I made a list of what I tried and why I think I failed. Hopefully this will help.
Attempt 1: Enable Hardware Encoding
My first attempt was to simply tell ffmpeg to use the VA-API hardware encoder for the final output.
The idea was that ffmpeg would perform all the software filtering (scaling, stacking) on the CPU and then hand off the final, composited video to the GPU for encoding.
Why It Failed: This failed with the error A hardware device reference is required to upload frames to. This meant that just selecting the h264_vaapi encoder wasn't enough, the hwupload filter needed to know which specific hardware device to use.
Attempt 2: Initialize the Hardware Device
To fix the "missing hardware device" error, I added global flags to the beginning of the ffmpeg command to initialize the VA-API device.
I added -hwaccel vaapi, -hwaccel_device /dev/dri/renderD128, and -hwaccel_output_format vaapi to the start of the ffmpeg command. I was trying to tell ffmpeg to use the GPU for hardware acceleration from the very beginning.
Why It Failed: This created the opposite problem, with the error Impossible to convert between the formats supported by the filter 'Parsed_fps_0' and the filter 'auto_scale_0'. By initializing the hardware at the start, ffmpeg decoded the incoming streams on the GPU. The video frames were now "stuck" on the GPU in a hardware-specific format that the software-based fps filter couldn't understand.
Attempt 3: The Full CPU-to-GPU Pipeline
To resolve the format conflict, I tried to create a full, explicit pipeline to manage the data flow between the CPU and GPU.
I kept the initial -hwaccel flags to decode on the GPU, and then in the complex filter, I added a hwdownload filter for each input stream. This was supposed to move the decoded video from the GPU back to the CPU's memory before the software filters were applied.

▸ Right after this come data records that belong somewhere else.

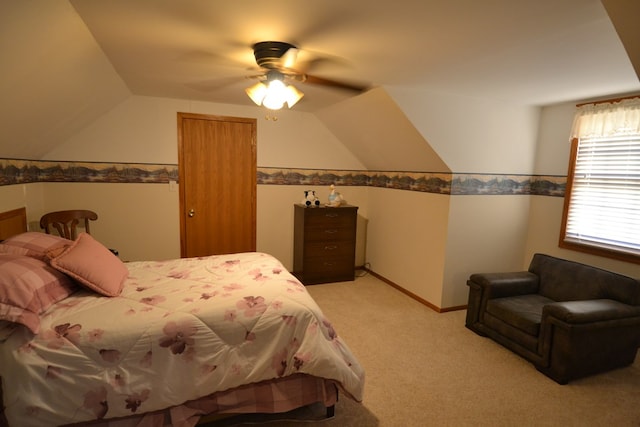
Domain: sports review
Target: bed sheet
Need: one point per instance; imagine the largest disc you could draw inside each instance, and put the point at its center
(180, 330)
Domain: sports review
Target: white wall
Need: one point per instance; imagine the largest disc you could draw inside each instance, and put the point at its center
(142, 220)
(470, 233)
(474, 135)
(406, 239)
(486, 234)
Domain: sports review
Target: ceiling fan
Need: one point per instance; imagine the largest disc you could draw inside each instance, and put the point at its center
(276, 61)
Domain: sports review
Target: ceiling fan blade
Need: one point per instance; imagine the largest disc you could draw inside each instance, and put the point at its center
(307, 78)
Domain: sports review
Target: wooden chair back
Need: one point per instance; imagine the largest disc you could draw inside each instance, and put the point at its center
(66, 222)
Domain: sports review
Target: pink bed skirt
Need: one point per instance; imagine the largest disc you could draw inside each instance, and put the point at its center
(274, 396)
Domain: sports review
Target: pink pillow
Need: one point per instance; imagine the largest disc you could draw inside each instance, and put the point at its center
(93, 265)
(33, 244)
(28, 287)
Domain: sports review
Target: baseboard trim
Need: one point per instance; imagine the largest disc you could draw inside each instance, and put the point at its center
(411, 294)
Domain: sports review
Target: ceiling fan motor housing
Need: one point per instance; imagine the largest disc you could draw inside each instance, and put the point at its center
(268, 54)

Why It Failed: This is where I hit the core of the problem. The process of decoding on the GPU, downloading to the CPU for filtering, and then uploading back to the GPU for encoding is complex. This failed with the error Impossible to convert between the formats supported by the filter 'graph 0 input from stream 1:1' and the filter 'auto_scale_0', indicating that the hand-off between the hardware decoder and the hwdownload filter was failing due to an incompatible pixel format.